Atlanta-Bisphosphonates have already been shown to reduce loss of bone mineral density (BMD) in men undergoing androgen deprivation therapy and to reduce skeletal events and markers of bone turnover in men with metastatic prostate cancer. However, the drugs carry risks and can be expensive. That's why Dror Michaelson, MD, PhD, an assistant in medicine at Massachusetts General Hospital and instructor at Harvard Medical School, Boston, examined the effects of zoledronic acid (Zometa) in a once-annual dosing schedule that is much reduced compared with that used in past trials.
"There are some downsides to bisphosphonate therapy, so getting the right schedule is of great importance," Dr. Michaelson said during a presentation of his study findings at the American Society of Clinical Oncology annual meeting here.
At 12 months, mean BMD of the posteroanterior lumbar spine increased by 4.0% in the men treated with zoledronic acid and decreased by 3.1% in men who received placebo. BMD of the total hip increased by 0.7% in men treated with zoledronic acid and decreased by 1.9% in men who received placebo. These differences were statistically significant at both locations.

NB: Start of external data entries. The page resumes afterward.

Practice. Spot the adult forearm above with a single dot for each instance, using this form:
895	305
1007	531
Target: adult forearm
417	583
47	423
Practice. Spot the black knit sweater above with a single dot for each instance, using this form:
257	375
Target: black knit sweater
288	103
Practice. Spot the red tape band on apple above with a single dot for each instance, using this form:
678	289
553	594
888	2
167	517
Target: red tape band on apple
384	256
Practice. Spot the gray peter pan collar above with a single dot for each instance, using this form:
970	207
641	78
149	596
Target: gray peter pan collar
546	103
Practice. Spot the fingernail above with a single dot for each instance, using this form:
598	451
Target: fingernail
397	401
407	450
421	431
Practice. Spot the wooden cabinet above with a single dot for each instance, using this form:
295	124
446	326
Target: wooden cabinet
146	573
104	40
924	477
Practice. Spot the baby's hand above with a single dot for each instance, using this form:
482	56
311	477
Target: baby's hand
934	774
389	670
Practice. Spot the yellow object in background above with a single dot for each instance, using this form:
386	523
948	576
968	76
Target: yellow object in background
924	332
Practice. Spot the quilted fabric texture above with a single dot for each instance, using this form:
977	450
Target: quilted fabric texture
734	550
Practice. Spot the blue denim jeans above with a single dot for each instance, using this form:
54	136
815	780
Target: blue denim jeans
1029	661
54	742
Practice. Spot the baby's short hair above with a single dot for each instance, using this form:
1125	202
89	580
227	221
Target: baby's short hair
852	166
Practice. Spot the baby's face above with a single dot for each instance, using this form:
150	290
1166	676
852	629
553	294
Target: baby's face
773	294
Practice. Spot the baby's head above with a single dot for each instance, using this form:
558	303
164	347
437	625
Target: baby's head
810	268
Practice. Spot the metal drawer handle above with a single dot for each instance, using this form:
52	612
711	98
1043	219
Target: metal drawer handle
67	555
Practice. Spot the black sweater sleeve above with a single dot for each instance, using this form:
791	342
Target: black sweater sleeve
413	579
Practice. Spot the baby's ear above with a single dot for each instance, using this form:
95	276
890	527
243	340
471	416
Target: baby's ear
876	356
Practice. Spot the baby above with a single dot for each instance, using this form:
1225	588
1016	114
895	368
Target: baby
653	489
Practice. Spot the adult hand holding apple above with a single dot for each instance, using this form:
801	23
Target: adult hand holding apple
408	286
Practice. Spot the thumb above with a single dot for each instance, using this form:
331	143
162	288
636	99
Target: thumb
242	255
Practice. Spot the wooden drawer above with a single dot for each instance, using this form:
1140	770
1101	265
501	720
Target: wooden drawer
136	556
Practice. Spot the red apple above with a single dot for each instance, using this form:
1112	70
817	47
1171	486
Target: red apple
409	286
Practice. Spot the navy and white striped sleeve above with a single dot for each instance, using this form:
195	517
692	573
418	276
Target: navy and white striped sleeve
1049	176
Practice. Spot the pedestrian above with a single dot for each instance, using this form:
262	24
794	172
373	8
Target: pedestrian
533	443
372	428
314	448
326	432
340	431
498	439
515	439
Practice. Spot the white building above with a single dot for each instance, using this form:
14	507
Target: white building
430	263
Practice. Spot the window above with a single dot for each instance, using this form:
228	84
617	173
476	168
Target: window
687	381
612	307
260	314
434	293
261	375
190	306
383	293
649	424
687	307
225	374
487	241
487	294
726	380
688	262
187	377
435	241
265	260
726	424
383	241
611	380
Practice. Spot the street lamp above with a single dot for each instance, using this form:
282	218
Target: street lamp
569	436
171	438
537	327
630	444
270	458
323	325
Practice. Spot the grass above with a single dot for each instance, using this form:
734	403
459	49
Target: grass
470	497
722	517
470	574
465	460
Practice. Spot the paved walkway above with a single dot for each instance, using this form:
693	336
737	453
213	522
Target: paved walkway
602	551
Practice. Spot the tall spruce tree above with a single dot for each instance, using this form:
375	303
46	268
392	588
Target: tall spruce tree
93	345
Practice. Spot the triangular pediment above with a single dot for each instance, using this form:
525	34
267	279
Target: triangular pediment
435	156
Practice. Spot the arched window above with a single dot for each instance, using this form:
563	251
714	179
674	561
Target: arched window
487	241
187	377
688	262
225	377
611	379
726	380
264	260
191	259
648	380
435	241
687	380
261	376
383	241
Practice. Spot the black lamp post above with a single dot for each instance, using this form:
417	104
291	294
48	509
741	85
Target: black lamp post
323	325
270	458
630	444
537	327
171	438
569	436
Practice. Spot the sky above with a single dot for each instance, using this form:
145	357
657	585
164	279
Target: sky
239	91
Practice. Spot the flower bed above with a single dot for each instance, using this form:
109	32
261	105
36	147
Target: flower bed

Levels of N-telopeptide, a marker of osteoclast activity, rose about 10% by the end of the study in the placebo group but dropped from 10% to 20% in the zoledronic acid group. Bone alkaline phosphatase levels, a marker of osteoblast activity, rose between 10% and 20% in the placebo group but dropped between 10% and 20% in the zoledronic acid group.
Important for future trials
Dr. Michaelson concluded that this annual schedule should be considered for men treated with GnRH agonists who are at risk of osteoporosis. GnRH agonists are known to decrease BMD and increase fracture risk in men with prostate cancer.
Nevertheless, some questioned whether an additional fracture risk of 6% to 8% was enough to prompt a change in practice, as that is a fairly modest event rate in cancer therapy. Dr. Michaelson responded that these results should help shape the design of future clinical trials rather than practice and noted that fracture prevention studies in non-metastatic prostate cancer are under way.
Dr. Tannock believed these results to be significant and the study large enough to recommend annual zoledronic acid as a treatment for those men who are at risk of osteoporosis as a result of GnRH agonist therapy.
He said that the study results are consistent with those of a number of others demonstrating benefit. In an open-label trial in men with hormone-sensitive prostate cancer and bone metastases, zoledronic acid, 4 mg every 3 weeks, also stopped bone loss and reduced markers of bone turnover (Urology 2005; 66:1054-9). Dr. Tannock also pointed out that in a trial by Saad and colleagues, zoledronic acid, 4 mg every 3 weeks, was reported to reduce skeletal events in men with hormone-refractory metastatic prostate cancer (J Natl Cancer Inst 2002; 94:1458-68).